In a recent testing, at Step 3, we observed the following behavior for “moving data in-flight”:

The above plot shows the time duration from 22:32 pm to 1:52 am, totally 3 hours 20 minutes. The peak happened almost instantaneously after DC1’s VMs recovered from patching, but it took such a long time for data to be synchronized and still at the end, at 1:52 am, 4.1 GB was reported for moving data in-flight.

And the plot for “moving data in-queue” is the following:

Like moving data in-flight, the peak of data to be-moved in queue, 5.0 TB, happens after DC1’s VMs recovered from patching, at around 22:30 pm, and in fact, the maximum total amount of reported moving data in-queue is the total amount of data stored in the key/value store (one data copy). Note that the above curve does show the gradual decay of moving data in-queue. Visually, at 00:20 am, that is, 2 hours after switching from one-DC mode to two-DC mode, the moving data in-queue was completed. But if we pick some time segment, from example, from 1:05 am to 1:20 am, we can still some local peak as shown below:

But the local peak of 14 GB, compared to the global peak of moving data in-queue of 5.0 TB, is negligible.

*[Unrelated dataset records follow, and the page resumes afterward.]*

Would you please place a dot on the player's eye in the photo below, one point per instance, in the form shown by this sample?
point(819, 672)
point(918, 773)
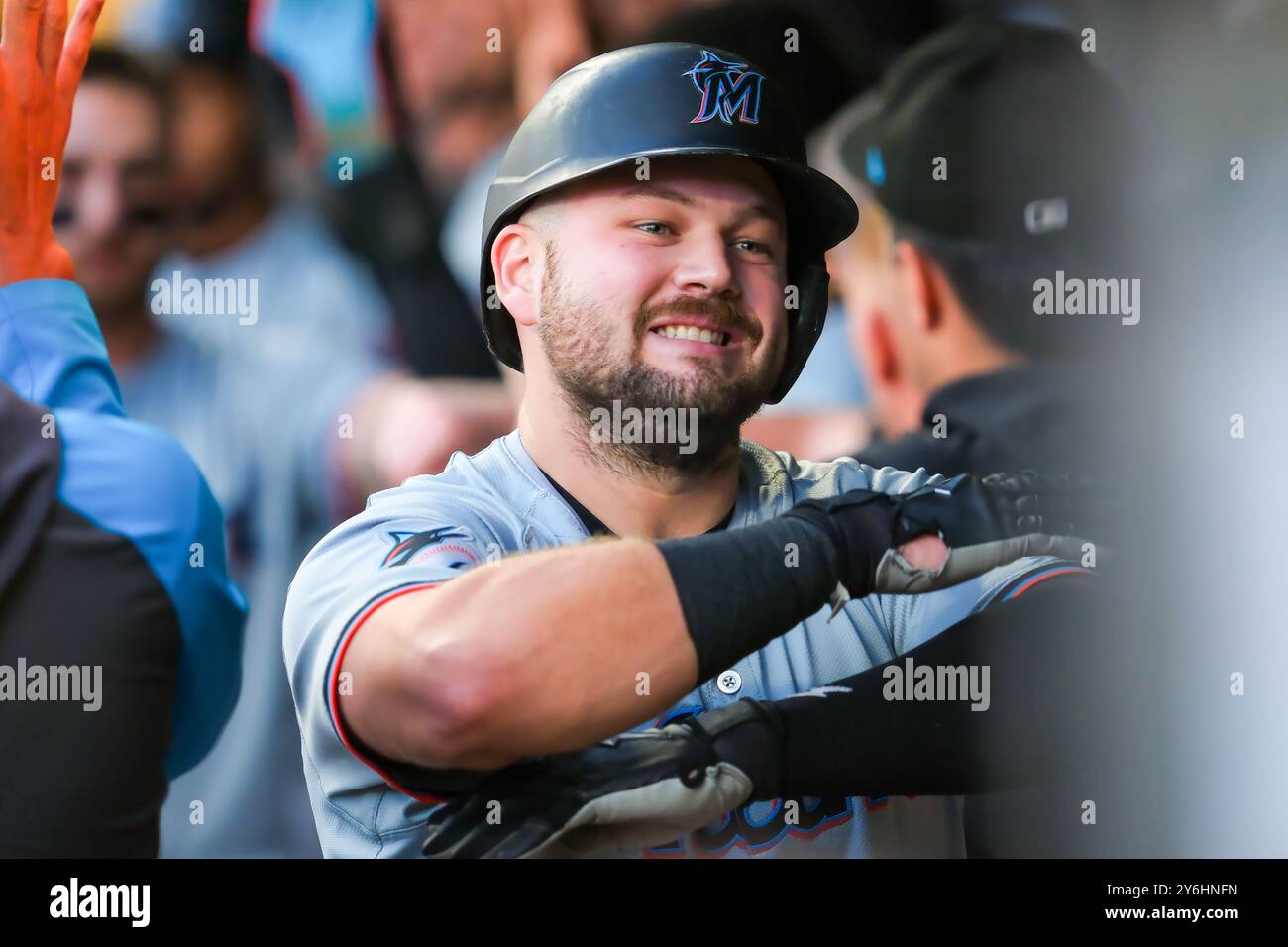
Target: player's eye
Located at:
point(756, 247)
point(662, 230)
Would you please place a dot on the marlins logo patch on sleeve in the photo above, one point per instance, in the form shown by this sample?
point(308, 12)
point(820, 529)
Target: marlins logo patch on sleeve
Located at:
point(443, 545)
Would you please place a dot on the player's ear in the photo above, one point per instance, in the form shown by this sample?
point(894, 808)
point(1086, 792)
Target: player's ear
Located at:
point(914, 268)
point(515, 258)
point(881, 352)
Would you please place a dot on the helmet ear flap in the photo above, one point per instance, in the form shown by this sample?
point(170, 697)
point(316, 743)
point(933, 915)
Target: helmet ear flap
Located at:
point(805, 325)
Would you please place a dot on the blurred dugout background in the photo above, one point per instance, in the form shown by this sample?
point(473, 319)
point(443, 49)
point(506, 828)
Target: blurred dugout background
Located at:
point(378, 268)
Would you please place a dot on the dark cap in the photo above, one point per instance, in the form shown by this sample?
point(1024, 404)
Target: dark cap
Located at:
point(991, 129)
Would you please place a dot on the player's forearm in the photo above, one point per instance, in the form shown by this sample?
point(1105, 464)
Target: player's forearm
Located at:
point(550, 651)
point(536, 654)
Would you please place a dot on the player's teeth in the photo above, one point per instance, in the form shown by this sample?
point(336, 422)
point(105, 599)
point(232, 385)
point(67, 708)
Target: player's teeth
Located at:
point(694, 334)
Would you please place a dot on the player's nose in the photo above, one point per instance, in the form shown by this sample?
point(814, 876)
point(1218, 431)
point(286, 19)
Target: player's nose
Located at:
point(704, 266)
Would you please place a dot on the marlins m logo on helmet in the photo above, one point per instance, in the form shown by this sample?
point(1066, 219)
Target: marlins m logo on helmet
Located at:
point(728, 89)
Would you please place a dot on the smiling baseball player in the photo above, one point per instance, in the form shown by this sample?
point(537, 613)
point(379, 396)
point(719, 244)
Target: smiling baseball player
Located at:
point(653, 244)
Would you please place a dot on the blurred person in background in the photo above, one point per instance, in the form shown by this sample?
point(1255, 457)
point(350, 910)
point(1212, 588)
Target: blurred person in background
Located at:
point(236, 215)
point(290, 441)
point(939, 279)
point(120, 630)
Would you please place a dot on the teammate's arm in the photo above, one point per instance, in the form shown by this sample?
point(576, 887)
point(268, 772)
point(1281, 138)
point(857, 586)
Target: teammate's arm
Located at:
point(552, 651)
point(1028, 725)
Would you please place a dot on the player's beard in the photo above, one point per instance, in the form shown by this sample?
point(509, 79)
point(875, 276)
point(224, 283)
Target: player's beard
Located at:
point(576, 337)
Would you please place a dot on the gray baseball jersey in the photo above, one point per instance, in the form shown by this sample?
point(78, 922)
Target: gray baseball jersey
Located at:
point(498, 501)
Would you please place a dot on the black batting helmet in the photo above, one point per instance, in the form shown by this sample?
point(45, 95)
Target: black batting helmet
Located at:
point(658, 99)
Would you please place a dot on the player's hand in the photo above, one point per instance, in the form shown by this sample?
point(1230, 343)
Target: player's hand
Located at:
point(42, 60)
point(629, 792)
point(983, 523)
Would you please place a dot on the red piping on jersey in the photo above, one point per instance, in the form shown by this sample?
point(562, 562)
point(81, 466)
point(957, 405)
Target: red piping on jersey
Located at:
point(1042, 578)
point(335, 697)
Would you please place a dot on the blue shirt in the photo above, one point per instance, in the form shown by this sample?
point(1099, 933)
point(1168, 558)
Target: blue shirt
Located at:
point(140, 483)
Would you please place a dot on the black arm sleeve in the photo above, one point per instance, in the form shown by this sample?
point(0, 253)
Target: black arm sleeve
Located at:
point(861, 741)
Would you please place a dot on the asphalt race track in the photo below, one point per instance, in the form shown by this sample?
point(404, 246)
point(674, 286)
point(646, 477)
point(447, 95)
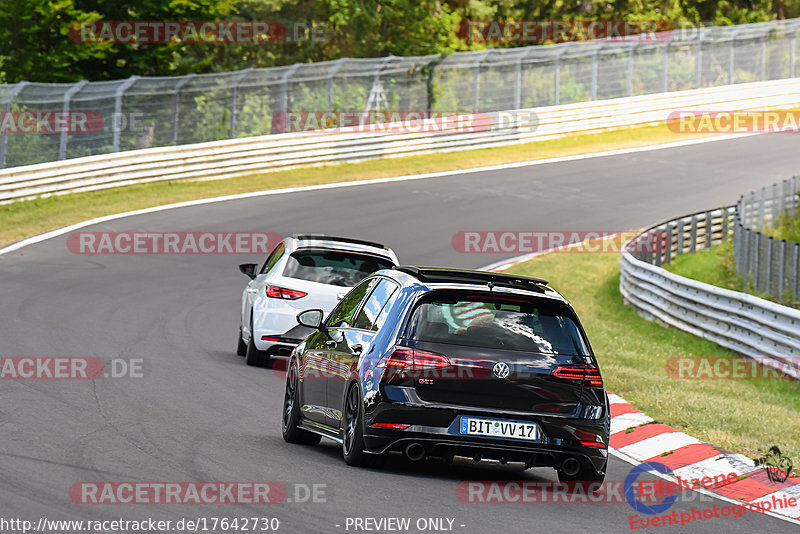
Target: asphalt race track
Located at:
point(200, 414)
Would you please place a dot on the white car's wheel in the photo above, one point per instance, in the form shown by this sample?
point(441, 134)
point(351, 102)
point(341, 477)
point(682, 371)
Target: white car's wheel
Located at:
point(241, 347)
point(253, 356)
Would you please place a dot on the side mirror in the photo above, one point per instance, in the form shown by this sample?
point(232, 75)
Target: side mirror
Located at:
point(248, 269)
point(311, 319)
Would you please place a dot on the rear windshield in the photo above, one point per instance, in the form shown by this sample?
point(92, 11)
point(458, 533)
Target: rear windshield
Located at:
point(497, 322)
point(334, 268)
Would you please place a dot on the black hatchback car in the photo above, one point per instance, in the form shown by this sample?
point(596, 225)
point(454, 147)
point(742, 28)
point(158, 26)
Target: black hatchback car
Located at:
point(446, 363)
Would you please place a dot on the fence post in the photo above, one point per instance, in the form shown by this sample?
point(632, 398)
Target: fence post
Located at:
point(593, 86)
point(768, 274)
point(176, 105)
point(7, 98)
point(668, 251)
point(338, 64)
point(795, 296)
point(234, 97)
point(118, 110)
point(62, 142)
point(476, 81)
point(756, 247)
point(732, 58)
point(429, 88)
point(285, 87)
point(725, 216)
point(781, 259)
point(557, 73)
point(746, 263)
point(699, 59)
point(630, 70)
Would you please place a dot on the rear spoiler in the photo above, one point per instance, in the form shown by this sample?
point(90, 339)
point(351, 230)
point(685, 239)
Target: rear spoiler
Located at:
point(323, 237)
point(444, 275)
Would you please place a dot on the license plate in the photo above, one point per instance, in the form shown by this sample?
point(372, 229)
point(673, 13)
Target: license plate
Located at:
point(494, 428)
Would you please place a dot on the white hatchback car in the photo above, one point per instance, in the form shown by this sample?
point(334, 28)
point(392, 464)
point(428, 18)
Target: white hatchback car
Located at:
point(302, 272)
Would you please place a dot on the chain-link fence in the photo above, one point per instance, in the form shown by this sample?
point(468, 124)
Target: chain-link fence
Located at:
point(769, 265)
point(104, 117)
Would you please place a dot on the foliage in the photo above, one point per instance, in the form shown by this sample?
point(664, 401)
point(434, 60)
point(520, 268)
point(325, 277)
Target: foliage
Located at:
point(35, 44)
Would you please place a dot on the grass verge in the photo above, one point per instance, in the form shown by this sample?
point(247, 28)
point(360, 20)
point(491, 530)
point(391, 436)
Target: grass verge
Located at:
point(743, 415)
point(716, 266)
point(23, 219)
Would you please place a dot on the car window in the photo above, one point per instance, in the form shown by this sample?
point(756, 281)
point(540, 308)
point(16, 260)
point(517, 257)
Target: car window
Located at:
point(369, 318)
point(342, 315)
point(498, 322)
point(333, 267)
point(273, 258)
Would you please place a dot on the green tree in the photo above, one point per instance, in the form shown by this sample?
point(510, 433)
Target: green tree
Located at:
point(34, 42)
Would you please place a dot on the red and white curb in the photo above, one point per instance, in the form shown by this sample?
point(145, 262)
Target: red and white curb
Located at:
point(637, 439)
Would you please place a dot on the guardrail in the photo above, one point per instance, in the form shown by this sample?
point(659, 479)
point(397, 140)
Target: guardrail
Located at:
point(147, 112)
point(754, 327)
point(769, 265)
point(237, 157)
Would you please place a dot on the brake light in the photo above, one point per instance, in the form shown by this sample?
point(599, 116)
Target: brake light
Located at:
point(590, 373)
point(275, 292)
point(593, 444)
point(408, 358)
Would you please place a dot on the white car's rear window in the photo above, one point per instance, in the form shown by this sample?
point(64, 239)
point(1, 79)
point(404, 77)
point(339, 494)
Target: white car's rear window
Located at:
point(333, 267)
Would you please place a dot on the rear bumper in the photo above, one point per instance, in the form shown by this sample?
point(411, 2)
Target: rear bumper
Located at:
point(437, 430)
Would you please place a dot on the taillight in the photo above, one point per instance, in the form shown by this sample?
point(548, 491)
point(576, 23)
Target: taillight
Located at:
point(275, 292)
point(406, 358)
point(589, 373)
point(593, 444)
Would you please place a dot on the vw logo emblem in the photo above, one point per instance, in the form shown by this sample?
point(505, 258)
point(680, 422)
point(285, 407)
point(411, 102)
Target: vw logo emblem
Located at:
point(501, 370)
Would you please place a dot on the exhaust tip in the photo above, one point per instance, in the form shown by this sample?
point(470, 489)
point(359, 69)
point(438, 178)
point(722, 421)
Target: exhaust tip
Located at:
point(414, 451)
point(570, 466)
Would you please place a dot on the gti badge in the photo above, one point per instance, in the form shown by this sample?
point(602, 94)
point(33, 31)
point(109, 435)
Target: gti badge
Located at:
point(501, 370)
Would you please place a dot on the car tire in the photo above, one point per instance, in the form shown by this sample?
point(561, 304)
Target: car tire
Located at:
point(353, 431)
point(291, 412)
point(253, 356)
point(587, 473)
point(241, 347)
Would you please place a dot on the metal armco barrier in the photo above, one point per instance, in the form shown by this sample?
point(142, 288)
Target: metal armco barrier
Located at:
point(238, 157)
point(754, 327)
point(148, 112)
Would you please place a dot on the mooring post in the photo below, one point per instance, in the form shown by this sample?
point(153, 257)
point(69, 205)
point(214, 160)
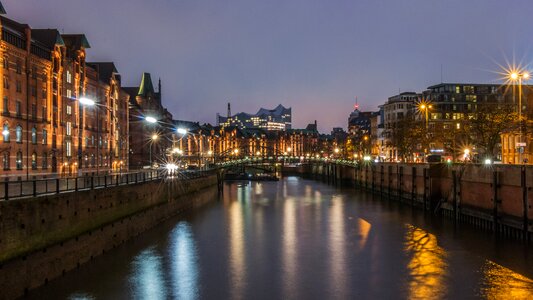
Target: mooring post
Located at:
point(524, 202)
point(495, 201)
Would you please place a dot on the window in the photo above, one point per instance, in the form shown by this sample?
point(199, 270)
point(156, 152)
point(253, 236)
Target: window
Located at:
point(6, 105)
point(34, 161)
point(19, 160)
point(45, 161)
point(5, 132)
point(6, 160)
point(34, 111)
point(34, 135)
point(69, 148)
point(18, 66)
point(45, 137)
point(18, 108)
point(18, 134)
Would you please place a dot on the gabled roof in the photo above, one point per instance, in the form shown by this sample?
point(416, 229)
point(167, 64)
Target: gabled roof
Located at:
point(146, 85)
point(47, 37)
point(105, 70)
point(76, 40)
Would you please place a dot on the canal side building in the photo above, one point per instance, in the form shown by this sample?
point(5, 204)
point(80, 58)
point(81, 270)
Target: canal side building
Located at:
point(149, 143)
point(45, 128)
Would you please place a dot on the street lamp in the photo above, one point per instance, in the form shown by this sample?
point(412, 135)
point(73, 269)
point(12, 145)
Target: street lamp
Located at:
point(425, 107)
point(519, 76)
point(152, 141)
point(150, 119)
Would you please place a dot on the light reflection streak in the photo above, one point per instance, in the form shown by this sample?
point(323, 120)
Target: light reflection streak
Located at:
point(147, 280)
point(363, 231)
point(237, 241)
point(289, 252)
point(427, 266)
point(500, 282)
point(184, 263)
point(337, 249)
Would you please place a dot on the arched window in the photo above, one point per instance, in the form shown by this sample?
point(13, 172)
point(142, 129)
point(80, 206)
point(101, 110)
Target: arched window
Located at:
point(45, 136)
point(5, 132)
point(34, 161)
point(6, 161)
point(34, 135)
point(18, 134)
point(19, 160)
point(45, 160)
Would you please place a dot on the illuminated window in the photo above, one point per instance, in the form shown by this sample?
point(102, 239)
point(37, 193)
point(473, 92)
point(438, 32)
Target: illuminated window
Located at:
point(18, 134)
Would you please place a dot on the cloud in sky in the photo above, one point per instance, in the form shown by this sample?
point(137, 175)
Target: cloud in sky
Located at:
point(312, 55)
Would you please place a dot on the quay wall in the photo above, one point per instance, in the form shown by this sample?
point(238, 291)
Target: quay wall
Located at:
point(494, 197)
point(45, 237)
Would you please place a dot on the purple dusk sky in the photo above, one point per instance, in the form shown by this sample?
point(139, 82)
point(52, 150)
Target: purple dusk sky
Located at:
point(314, 56)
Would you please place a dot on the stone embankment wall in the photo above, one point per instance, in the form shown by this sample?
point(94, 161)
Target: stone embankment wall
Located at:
point(495, 197)
point(44, 237)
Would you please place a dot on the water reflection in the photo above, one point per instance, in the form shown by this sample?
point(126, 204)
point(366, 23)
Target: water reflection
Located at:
point(502, 283)
point(184, 262)
point(289, 250)
point(237, 255)
point(363, 231)
point(147, 280)
point(427, 266)
point(337, 248)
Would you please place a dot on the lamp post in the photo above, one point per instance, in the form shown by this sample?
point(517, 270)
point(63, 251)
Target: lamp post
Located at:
point(519, 76)
point(152, 141)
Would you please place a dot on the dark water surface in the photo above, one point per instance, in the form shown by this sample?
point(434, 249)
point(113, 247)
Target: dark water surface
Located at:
point(301, 239)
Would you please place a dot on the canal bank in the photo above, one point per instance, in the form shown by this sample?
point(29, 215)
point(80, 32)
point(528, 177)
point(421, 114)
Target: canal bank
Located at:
point(497, 198)
point(45, 237)
point(303, 239)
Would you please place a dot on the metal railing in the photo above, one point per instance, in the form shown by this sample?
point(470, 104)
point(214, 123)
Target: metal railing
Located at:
point(12, 189)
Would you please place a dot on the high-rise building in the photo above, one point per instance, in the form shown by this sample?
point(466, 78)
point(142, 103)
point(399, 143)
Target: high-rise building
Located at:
point(279, 118)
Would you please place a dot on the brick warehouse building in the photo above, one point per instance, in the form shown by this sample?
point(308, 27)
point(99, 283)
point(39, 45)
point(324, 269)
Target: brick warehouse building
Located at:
point(45, 128)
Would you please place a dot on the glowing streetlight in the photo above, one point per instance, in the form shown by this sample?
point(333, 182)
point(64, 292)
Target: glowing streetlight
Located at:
point(150, 119)
point(86, 101)
point(154, 138)
point(519, 76)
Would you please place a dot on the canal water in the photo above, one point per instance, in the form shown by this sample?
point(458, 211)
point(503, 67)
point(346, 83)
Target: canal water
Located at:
point(302, 239)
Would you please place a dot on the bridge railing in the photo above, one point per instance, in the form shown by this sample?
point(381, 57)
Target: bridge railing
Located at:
point(13, 189)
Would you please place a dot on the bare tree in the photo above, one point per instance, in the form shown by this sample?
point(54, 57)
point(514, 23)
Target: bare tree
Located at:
point(487, 123)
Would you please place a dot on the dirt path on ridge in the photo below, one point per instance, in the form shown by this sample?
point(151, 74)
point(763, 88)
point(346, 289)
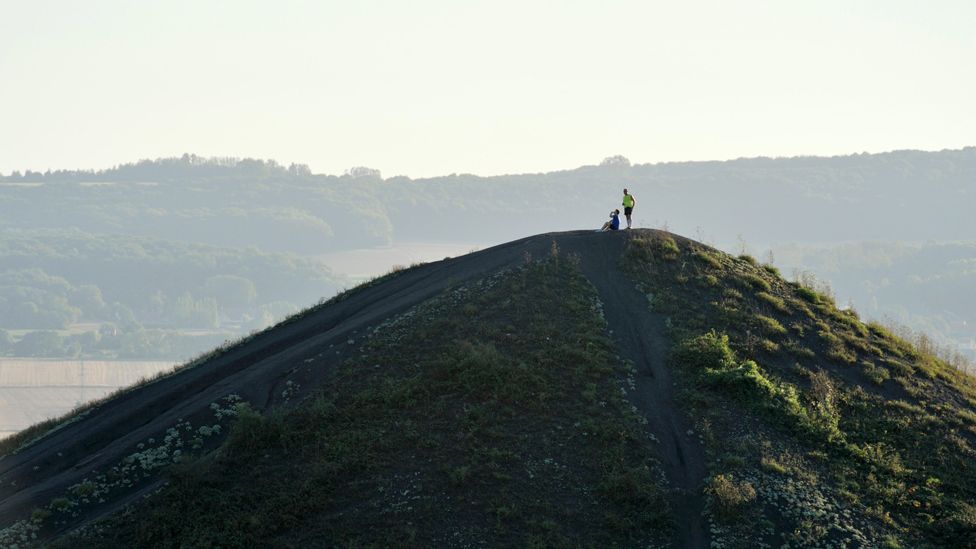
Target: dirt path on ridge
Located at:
point(639, 335)
point(308, 351)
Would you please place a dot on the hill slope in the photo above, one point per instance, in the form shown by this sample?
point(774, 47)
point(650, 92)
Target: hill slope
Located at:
point(573, 388)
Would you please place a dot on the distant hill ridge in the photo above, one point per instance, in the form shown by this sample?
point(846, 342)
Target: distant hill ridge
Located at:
point(902, 195)
point(581, 388)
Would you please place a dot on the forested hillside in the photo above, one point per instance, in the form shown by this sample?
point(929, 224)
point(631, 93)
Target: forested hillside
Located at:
point(222, 245)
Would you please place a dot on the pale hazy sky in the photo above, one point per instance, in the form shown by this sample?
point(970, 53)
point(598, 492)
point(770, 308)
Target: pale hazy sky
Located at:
point(427, 87)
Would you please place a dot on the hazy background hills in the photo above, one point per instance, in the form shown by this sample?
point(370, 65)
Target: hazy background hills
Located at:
point(165, 258)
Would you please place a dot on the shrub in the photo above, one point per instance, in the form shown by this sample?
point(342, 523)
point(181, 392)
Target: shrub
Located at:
point(707, 351)
point(667, 247)
point(836, 348)
point(769, 346)
point(808, 294)
point(776, 302)
point(756, 282)
point(707, 258)
point(769, 325)
point(877, 374)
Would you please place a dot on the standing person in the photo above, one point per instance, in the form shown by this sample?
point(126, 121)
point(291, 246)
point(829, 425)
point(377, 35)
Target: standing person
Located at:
point(629, 202)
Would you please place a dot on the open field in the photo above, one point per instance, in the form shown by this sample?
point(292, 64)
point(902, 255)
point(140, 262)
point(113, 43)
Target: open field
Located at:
point(33, 390)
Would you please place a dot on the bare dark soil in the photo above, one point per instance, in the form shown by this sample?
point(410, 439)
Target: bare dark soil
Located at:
point(256, 371)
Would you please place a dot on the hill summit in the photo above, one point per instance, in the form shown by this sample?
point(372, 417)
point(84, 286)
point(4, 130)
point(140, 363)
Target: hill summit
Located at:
point(631, 388)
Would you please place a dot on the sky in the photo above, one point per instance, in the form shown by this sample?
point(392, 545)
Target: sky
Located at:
point(431, 87)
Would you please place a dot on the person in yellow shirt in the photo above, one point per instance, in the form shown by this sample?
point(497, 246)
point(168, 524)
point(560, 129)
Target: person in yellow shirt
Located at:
point(629, 202)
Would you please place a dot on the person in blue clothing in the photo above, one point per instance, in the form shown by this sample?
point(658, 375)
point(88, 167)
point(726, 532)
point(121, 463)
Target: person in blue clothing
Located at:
point(614, 223)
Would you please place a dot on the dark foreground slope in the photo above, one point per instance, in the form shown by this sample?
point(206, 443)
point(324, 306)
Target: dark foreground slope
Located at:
point(566, 389)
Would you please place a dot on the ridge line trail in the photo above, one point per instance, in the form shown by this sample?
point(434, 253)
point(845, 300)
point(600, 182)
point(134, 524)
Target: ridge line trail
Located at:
point(640, 336)
point(108, 432)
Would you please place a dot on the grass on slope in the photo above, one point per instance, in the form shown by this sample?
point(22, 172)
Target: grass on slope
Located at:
point(491, 414)
point(820, 429)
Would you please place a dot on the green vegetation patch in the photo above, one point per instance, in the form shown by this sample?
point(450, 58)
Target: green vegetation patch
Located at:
point(494, 412)
point(847, 433)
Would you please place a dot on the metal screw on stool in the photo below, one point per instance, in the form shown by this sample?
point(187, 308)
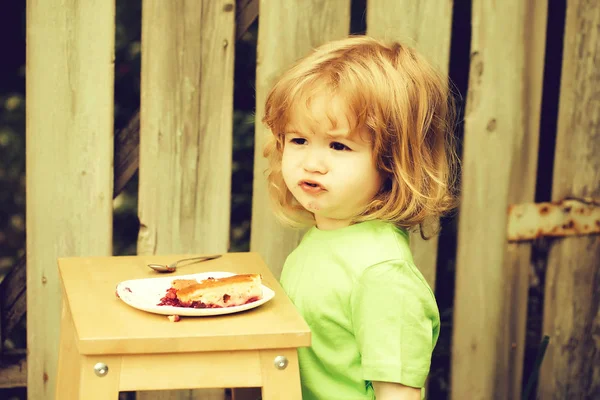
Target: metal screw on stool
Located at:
point(280, 362)
point(101, 369)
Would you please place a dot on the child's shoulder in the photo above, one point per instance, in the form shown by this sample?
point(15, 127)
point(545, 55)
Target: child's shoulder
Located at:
point(362, 244)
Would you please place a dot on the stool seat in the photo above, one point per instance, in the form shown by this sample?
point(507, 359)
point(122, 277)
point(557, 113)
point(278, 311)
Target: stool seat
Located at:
point(107, 346)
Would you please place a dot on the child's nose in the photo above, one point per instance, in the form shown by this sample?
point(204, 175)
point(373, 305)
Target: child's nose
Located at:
point(314, 161)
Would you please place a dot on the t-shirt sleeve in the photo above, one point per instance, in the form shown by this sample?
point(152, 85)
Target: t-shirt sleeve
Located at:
point(396, 323)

I am aware that the FDB cluster constantly performs data re-balancing and re-partitioning, and it happens in the background. Still we like to reduce the impact of data re-balancing to our real-time read/write traffic. Specific to the situation that we have on datacenter patching related maintenance, during the entire patching duration, we purposely stop the write traffic to avoid large data synchronization. I believe that data re-balancing happens due to the switching from the state in which DC3 being a single datacenter holding the data, to the state in which DC1 and DC3 both holding data. In fact, DC1, after being patched and then turned on, should have almost exact data copies to DC3, as we do not have writes during the patching period.

My questions related to data synchronization are the following:

  1. What do “moving data in flight” and “moving data in queue” really mean? What is the difference between these two metrics?
  2. What would be the criteria to safely identify the time when data synchronization is finished, due to datacenter configuration switching? It seems that if we choose “moving data in-queue”, the detection is much easier, based on the above plots related to “moving data in-queue”. But what about “moving data in-flight”, what can it tell us about? And should we also rely on “moving data in-flight” to determine when data synchronization finishes?
  3. What would be other good indicators from the reported FDB status.json that can help detect that data synchronization is finished?

For the first question, the data distributor will queue the shard relocate request issued in an in-memory queue but not start relocation immediately. So the moving data in queue means the size of relocation the data distributor wants to do in the future, but haven’t started. By contrast, in flight means that relocation has started (destination team start pull shards from the src team) but haven’t finished getting all involved shards moved to the destination.